The PDF slides in full from the GDC 2013 presentation by NVIDIA/Valve can be found in full at developer.nvidia.com. To Many Phoronix readers, this information isn't too new. Below are a few of the highlights from these slides.
- Reasons for porting to Linux now that were expressed is that Linux is open, Linux for gaming is growing quickly, it's a stepping stone to mobile (Android), performance reasons, and Steam for Linux. While OpenGL isn't exclusive to Linux, it also offers its own benefits by not being OS-specific, easy (proprietary) driver updates, public specifications, and being controlled by an independent committe (Khronos Group).
- For windowing-related work, NVIDIA/Valve highly recommends using SDL (Simple Direct Layer) for its cross-platform niceness (including mobile targets), tight C implementation, and is used by all of Valve's Linux ports. (It also helps that Valve employs one of the lead SDL programmers.)

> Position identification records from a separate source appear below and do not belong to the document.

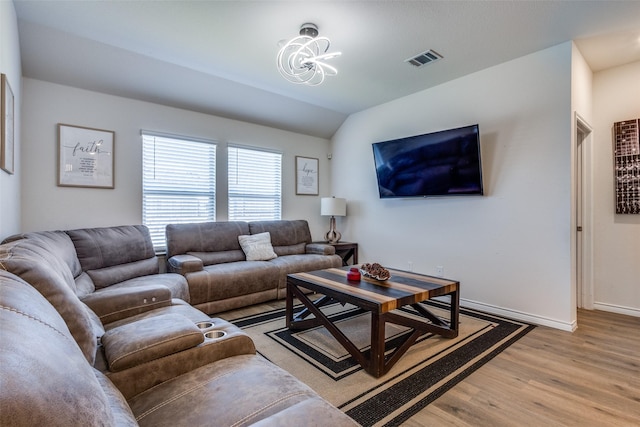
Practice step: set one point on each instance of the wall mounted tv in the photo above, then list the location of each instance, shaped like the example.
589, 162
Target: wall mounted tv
444, 163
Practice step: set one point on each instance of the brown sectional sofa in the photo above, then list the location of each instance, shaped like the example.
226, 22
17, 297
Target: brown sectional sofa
219, 276
47, 380
93, 335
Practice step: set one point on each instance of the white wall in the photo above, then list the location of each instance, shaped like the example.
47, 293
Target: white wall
582, 107
11, 66
616, 237
45, 206
511, 249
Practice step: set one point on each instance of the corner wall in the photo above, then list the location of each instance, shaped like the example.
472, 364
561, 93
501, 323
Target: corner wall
46, 206
11, 66
511, 249
616, 237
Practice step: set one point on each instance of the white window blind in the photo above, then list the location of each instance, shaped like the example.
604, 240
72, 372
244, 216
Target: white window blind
255, 184
179, 183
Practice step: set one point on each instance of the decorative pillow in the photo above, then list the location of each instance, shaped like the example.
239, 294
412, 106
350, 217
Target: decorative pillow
257, 247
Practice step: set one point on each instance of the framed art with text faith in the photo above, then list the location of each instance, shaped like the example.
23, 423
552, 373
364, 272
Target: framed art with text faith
85, 157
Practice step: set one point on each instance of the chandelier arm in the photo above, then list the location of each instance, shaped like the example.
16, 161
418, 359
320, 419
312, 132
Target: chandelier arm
301, 60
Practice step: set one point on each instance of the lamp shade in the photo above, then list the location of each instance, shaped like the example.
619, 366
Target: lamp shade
333, 206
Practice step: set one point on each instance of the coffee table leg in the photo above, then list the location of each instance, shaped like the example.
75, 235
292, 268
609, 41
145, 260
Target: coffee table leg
289, 305
376, 363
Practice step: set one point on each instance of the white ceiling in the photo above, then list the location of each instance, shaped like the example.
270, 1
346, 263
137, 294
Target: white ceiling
218, 57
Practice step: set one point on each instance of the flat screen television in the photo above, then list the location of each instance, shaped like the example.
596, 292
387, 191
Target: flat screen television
444, 163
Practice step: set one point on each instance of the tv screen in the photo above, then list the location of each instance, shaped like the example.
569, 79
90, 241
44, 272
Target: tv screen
444, 163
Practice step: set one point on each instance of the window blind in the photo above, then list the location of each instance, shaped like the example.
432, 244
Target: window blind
255, 184
179, 183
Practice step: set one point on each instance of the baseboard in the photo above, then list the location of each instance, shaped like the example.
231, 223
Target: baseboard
629, 311
519, 315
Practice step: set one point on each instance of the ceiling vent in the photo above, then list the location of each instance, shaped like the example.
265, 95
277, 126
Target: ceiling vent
424, 58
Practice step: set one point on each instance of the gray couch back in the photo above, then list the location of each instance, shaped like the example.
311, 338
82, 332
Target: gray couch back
45, 379
217, 242
114, 254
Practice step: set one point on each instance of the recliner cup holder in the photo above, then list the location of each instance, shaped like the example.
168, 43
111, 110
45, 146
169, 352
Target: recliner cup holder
213, 335
205, 325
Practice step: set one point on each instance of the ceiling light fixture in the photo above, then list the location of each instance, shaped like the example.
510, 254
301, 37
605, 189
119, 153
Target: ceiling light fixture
301, 60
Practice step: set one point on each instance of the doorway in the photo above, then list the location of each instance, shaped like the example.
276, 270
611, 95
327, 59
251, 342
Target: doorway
583, 212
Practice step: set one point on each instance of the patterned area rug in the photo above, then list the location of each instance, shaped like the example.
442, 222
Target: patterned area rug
432, 365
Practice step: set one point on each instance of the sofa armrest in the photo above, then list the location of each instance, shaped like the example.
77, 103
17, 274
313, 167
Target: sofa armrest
113, 304
320, 249
149, 339
183, 264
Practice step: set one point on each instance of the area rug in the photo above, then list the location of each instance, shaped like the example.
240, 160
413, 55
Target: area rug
432, 365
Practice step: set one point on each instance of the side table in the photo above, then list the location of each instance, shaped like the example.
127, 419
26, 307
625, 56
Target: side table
346, 250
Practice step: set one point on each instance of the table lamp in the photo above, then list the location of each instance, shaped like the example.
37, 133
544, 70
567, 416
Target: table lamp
332, 206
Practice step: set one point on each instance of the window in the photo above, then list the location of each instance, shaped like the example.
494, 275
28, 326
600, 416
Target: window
178, 184
255, 184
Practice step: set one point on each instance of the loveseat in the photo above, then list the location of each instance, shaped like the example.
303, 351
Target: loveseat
45, 379
234, 264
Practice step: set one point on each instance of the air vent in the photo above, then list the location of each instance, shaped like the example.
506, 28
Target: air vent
424, 58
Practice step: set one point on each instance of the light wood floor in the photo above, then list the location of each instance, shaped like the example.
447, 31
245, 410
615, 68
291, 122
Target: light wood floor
590, 377
552, 378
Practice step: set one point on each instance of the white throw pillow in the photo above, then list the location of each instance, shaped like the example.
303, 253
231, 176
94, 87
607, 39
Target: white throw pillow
257, 247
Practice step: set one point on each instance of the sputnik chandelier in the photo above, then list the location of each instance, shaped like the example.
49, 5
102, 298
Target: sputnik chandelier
302, 59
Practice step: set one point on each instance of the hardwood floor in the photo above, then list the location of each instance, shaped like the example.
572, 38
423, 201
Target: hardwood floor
552, 378
548, 378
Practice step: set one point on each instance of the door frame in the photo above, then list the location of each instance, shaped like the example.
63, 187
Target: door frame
582, 192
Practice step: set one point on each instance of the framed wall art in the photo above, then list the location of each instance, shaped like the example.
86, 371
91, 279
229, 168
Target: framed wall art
7, 125
85, 157
306, 176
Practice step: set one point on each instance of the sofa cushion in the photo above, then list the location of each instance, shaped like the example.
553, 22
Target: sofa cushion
246, 389
204, 237
283, 232
32, 260
148, 339
257, 247
108, 276
220, 257
45, 378
233, 279
127, 249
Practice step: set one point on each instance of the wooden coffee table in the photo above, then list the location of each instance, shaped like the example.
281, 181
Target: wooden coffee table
380, 298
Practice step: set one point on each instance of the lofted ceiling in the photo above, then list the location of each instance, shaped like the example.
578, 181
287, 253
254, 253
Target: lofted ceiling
218, 57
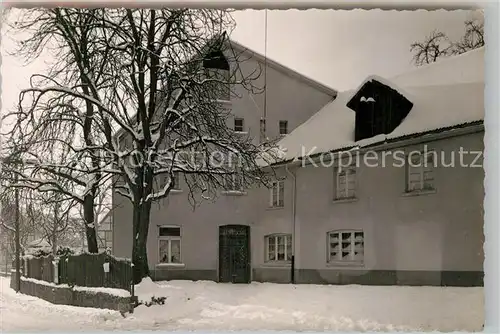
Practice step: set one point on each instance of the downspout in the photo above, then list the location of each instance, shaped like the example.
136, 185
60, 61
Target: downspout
294, 239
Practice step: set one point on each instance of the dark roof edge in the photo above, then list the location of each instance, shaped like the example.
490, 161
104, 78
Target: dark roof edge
286, 70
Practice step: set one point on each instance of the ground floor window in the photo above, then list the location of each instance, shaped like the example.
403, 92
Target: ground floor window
278, 247
346, 246
169, 244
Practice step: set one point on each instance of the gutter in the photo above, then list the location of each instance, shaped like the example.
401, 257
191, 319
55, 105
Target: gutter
294, 214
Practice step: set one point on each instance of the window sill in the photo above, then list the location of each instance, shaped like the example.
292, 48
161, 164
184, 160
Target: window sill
419, 193
345, 200
170, 265
234, 193
346, 264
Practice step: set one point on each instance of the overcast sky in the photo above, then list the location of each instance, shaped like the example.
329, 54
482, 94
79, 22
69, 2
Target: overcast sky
337, 48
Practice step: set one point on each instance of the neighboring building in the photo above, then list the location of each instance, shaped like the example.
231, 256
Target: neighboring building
397, 223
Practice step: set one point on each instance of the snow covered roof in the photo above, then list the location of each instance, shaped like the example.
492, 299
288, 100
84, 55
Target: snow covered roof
449, 99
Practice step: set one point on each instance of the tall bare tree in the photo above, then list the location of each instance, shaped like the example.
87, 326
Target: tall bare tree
437, 44
149, 83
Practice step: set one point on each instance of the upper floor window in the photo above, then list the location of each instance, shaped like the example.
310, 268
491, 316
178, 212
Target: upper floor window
239, 125
233, 182
169, 244
346, 246
175, 181
277, 194
345, 182
217, 68
420, 171
283, 127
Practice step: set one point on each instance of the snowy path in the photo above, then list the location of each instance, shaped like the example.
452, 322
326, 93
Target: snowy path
211, 306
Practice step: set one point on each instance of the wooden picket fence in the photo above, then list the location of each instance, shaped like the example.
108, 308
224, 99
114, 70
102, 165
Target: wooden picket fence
81, 270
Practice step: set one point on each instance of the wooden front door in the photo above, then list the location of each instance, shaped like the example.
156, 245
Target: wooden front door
234, 254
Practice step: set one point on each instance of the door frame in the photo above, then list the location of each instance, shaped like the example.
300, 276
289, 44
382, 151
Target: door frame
249, 250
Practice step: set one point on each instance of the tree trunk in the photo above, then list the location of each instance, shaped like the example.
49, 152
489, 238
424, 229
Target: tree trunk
89, 218
139, 245
55, 225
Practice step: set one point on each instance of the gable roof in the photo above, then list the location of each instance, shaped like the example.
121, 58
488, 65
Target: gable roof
284, 69
448, 99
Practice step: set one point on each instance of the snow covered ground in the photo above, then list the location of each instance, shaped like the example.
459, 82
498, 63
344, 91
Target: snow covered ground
260, 306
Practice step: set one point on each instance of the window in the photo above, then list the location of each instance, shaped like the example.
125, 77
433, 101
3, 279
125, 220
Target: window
277, 194
176, 180
345, 182
420, 175
346, 246
217, 67
233, 182
283, 127
164, 179
169, 244
238, 125
278, 247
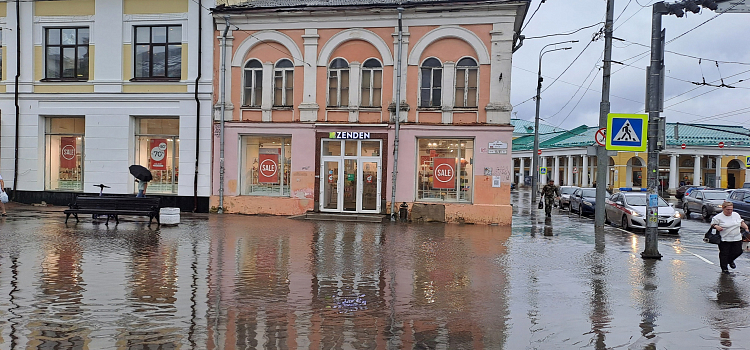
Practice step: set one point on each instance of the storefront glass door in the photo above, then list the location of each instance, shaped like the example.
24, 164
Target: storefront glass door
351, 180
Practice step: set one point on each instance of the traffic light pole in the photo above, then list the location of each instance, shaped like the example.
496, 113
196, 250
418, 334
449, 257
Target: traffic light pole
651, 249
602, 159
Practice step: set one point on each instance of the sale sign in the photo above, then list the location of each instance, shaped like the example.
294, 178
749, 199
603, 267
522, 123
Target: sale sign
67, 152
158, 158
268, 168
444, 173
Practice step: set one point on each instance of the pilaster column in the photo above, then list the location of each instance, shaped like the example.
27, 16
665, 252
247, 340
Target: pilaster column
673, 173
697, 170
584, 172
266, 102
718, 172
354, 91
446, 98
308, 109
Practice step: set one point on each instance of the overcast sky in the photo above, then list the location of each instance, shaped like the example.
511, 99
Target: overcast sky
725, 38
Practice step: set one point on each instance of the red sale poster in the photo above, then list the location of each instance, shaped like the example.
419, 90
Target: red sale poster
158, 158
268, 169
444, 173
68, 152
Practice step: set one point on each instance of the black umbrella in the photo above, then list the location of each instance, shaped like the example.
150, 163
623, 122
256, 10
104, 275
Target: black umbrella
140, 172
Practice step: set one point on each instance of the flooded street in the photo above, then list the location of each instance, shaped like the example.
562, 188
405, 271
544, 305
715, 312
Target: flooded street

- Other porting issues can be file-system differences (namely Linux file-systems being case-sensitive), bad defines/logic with earlier Linux server ports, internationalization issues, multi-monitor being less nice than on windows, raw mouse input differences, and some differences with Linux font handling.
- The tools NVIDIA/Valve recommends for CPU performance analysis at a low-level is perf, vtune, and Telemetry.
- Recommended GPU debugging tools are NVIDIA Nsight, PerfStudio, gDEBugger, CodeXL, and ApiTrace.
- There's many slides going over specific OpenGL extension recommendations and other information for those inexperienced in OpenGL graphics. Some performance tips mentioned were watching out for GPU driver serialization / multi-threaded, writing vendor-specific graphics code in some cases, etc.